Em 2001 foi publicada a primeira versão do genoma humano e, finalmente, pudemos, literalmente, ler o DNA presente em humanos. O projeto é considerado por muitos como o de maior proporção na área biológica, tendo por volta de 10 anos de duração, financiamento de três bilhões de dólares e envolvendo pesquisadores do mundo inteiro! Como é de se imaginar, foi uma tarefa nada trivial na época, porém graças a avanços na tecnologia e bioinformática, o projeto foi concluído com uma eficiência maior que a prevista.
Acredito ser de conhecimento geral que muitas de nossas características são passadas de pais para filhos, desde cor dos olhos até predisposição a doenças, como os diversos tipos de câncer. Estas informações estão dentro de genes, cujo conjunto compõe parte de nosso genoma, que está guardado dentro de cada uma de nossas células e são importantíssimas em moldar as nossas vidas. Um exemplo muito interessante envolve a intolerância à lactose. Ela ocorre em pessoas que apresentam pequenas mudanças no gene que codifica a proteína lactase, uma enzima que digere a lactose, fazendo com que o nível da enzima seja menor que o ideal em pessoas afetadas. A ideia do sequenciamento de genomas é justamente ler estas informações e entendermos melhor a biologia de cada organismo.

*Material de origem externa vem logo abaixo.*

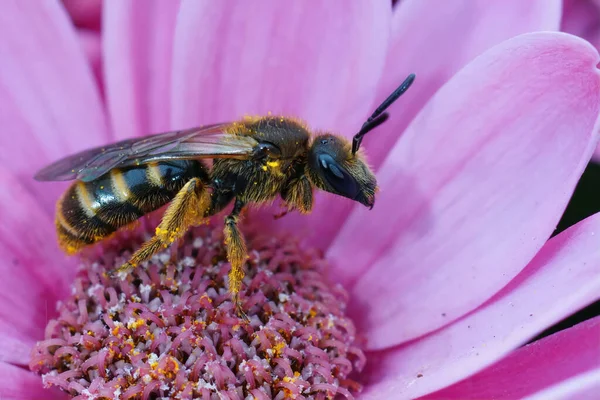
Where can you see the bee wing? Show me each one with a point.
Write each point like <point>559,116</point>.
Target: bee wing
<point>204,142</point>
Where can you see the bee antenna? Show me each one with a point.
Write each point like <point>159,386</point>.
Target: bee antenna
<point>379,116</point>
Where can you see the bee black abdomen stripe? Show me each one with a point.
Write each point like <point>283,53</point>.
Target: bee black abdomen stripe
<point>93,210</point>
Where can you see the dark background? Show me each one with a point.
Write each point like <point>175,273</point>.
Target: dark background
<point>585,202</point>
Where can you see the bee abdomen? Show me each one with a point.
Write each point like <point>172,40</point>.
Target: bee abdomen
<point>91,211</point>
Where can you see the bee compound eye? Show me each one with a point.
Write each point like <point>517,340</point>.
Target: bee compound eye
<point>337,177</point>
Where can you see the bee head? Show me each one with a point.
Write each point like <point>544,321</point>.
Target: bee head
<point>337,166</point>
<point>334,168</point>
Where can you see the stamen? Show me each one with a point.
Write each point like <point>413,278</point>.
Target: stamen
<point>170,330</point>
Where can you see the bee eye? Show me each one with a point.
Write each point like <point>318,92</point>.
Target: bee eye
<point>337,177</point>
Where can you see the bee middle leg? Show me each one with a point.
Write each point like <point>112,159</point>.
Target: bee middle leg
<point>186,209</point>
<point>236,254</point>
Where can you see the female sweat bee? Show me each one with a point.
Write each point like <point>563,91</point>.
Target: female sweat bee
<point>253,162</point>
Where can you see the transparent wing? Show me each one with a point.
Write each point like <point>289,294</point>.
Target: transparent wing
<point>204,142</point>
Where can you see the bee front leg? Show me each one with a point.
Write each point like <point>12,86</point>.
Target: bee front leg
<point>236,254</point>
<point>186,209</point>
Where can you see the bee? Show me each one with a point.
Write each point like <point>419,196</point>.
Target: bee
<point>253,161</point>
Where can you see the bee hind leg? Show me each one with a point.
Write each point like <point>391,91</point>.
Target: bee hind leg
<point>236,254</point>
<point>186,209</point>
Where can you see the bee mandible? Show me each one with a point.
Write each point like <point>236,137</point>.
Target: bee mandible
<point>253,161</point>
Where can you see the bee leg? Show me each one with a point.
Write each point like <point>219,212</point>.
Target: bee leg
<point>298,195</point>
<point>236,254</point>
<point>185,210</point>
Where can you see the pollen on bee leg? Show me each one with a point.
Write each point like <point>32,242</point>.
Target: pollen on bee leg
<point>167,331</point>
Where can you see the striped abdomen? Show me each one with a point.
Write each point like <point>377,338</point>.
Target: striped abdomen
<point>91,211</point>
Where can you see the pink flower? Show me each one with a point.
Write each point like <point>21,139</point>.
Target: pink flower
<point>448,274</point>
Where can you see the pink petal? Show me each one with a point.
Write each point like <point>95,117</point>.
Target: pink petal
<point>562,278</point>
<point>436,43</point>
<point>555,360</point>
<point>474,188</point>
<point>319,61</point>
<point>315,60</point>
<point>86,13</point>
<point>35,274</point>
<point>582,18</point>
<point>138,48</point>
<point>19,384</point>
<point>49,105</point>
<point>582,387</point>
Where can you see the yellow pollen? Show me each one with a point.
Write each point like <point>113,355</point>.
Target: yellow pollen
<point>136,324</point>
<point>278,349</point>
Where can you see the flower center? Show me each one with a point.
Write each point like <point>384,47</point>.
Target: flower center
<point>169,329</point>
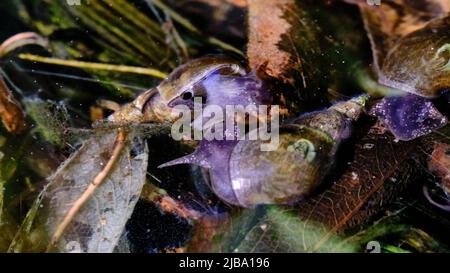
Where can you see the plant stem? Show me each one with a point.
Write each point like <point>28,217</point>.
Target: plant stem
<point>98,180</point>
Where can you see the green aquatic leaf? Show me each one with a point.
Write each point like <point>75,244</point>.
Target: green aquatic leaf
<point>276,229</point>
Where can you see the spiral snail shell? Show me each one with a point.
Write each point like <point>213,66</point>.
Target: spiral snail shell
<point>418,64</point>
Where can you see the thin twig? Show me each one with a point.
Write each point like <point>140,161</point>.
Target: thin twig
<point>118,146</point>
<point>95,66</point>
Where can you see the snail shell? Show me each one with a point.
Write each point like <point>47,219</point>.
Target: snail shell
<point>419,63</point>
<point>306,151</point>
<point>184,79</point>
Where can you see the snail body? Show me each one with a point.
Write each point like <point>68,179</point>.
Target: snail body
<point>305,154</point>
<point>419,65</point>
<point>240,172</point>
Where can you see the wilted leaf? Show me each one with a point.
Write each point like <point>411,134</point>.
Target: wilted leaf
<point>394,19</point>
<point>97,227</point>
<point>380,170</point>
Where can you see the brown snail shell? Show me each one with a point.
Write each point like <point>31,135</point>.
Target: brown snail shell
<point>419,63</point>
<point>306,151</point>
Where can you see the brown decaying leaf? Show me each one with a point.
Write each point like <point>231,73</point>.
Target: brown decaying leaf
<point>10,110</point>
<point>266,35</point>
<point>100,221</point>
<point>380,170</point>
<point>440,164</point>
<point>394,19</point>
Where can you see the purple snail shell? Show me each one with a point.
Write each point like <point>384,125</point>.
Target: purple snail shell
<point>418,64</point>
<point>240,172</point>
<point>243,175</point>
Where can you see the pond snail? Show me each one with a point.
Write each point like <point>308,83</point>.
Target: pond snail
<point>419,65</point>
<point>240,172</point>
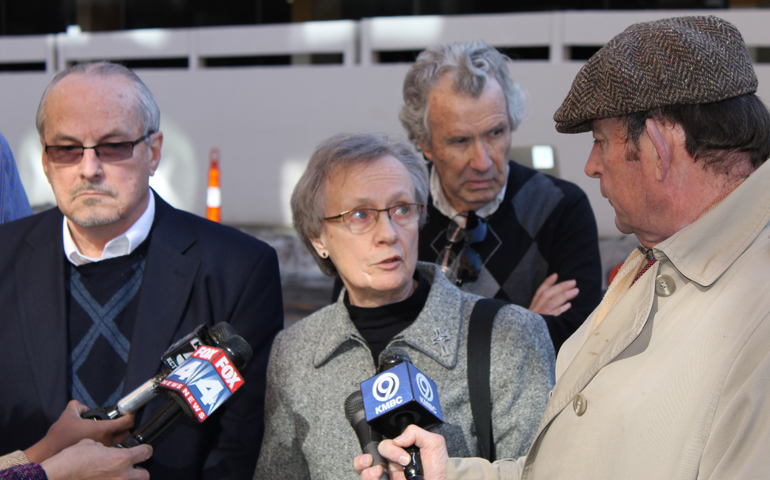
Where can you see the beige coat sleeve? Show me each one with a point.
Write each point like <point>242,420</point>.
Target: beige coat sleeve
<point>13,459</point>
<point>478,469</point>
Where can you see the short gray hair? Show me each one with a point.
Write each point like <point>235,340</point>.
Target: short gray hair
<point>344,151</point>
<point>146,107</point>
<point>471,64</point>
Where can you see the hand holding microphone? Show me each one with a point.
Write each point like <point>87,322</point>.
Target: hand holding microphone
<point>400,396</point>
<point>197,387</point>
<point>432,451</point>
<point>368,437</point>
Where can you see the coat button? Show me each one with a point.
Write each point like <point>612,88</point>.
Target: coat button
<point>665,285</point>
<point>579,404</point>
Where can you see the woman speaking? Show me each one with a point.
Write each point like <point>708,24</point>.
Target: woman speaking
<point>358,208</point>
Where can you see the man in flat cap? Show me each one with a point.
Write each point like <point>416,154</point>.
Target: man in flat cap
<point>668,378</point>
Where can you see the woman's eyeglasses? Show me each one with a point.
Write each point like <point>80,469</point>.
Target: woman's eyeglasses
<point>463,267</point>
<point>363,219</point>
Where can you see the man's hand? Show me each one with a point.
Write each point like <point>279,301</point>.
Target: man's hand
<point>91,460</point>
<point>553,298</point>
<point>69,429</point>
<point>432,451</point>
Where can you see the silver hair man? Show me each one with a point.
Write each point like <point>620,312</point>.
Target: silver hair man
<point>146,107</point>
<point>461,108</point>
<point>471,65</point>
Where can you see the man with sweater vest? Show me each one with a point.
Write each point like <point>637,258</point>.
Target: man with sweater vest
<point>529,238</point>
<point>94,291</point>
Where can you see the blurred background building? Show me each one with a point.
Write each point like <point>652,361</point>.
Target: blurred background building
<point>264,81</point>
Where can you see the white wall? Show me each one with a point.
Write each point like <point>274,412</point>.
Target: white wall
<point>267,120</point>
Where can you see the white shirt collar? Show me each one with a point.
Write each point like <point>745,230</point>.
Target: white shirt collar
<point>442,203</point>
<point>118,246</point>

Desde a década de 80 havia grande interesse em sequenciar o genoma humano mas na época, esta tarefa não parecia nem um pouco viável, afinal estimava-se um genoma do tamanho de 3 bilhões de nucleotídeos, ou seja, 3 bilhões de letras! Mesmo que o conceito de nucleotídeo não esteja claro para você, imagine que na época os maiores genomas já sequenciados eram por volta de 200 mil nucleotídeos, mais de mil vezes menor que o humano. Quando o projeto Genoma Humano começou, em 1990, era claro que a tecnologia de sequenciamento deveria evoluir para tornar o objetivo uma realidade. O fato problemático é que nenhuma máquina de sequenciamento, nem mesmo as atuais, consegue ler o genoma humano de uma vez só.
O grande cientista Craig Venter introduziu uma nova abordagem para este problema. A ideia é criar várias cópias do genoma, fragmentá-las em muitos e muitos fragmentos (por volta de 1500 a 2000 nucleotídeos de tamanho), e finalmente sequenciar cada um destes, gerando os chamados reads. A partir daí, como se fosse um quebra-cabeça, nós utilizamos os reads para montar o genoma original. Já que, anteriormente, diversas cópias do genoma foram geradas, o processo de sequenciamento leu a mesma região genômica mais de uma vez e portanto, há pares de reads que apresentam sobreposição e podemos, computacionalmente, combinar todos os reads e, em uma situação ideal, formar o genoma completo. Em um esforço que durou muitos anos, a primeira versão do genoma foi publicada em 2001 e o projeto dado como concluído em 2003.
Hoje em dia, já sequenciamos centenas de espécies, e para algumas espécies, muitos indivíduos diferentes (há centenas de genomas humanos já sequenciados). O princípio ainda é o mesmo, porém a escala é muito maior. O custo de sequenciamento por nucleotídeo é 4000 vezes menor do que era ao término do projeto Genoma Humano, mas em troca disso, os reads que geramos são muito menores, em geral entre 100 e 500 nucleotídeos. Somando a quantidade de dados (um sequenciador considerado médio nos fornece dados na magnitude de bilhões de nucleotídeos!) e o pequeno tamanho dos reads, é de se imaginar que não é nada trivial criar um software de montagem que seja rápido, eficiente e acurado o suficiente para a necessidade dos cientistas.
Este projeto é um exemplo claro sobre como a bioinformática tem um aspecto muito dinâmico. Novas técnicas moleculares demandam novas formas de análises, novos algoritmos, novas abordagens para entendermos os dados que estão sendo gerados. E como se fosse um ciclo, os resultados destas novas abordagens agregam ao nosso conhecimento científico e nos permite evoluir e ir além da fronteira do que já é conhecido. Graças à evolução da tecnologia de sequenciamento, potência computacional e algoritmos de montagem podemos, de maneira rotineira, entender o que está dentro de nossas células, o que nos faz ser humanos.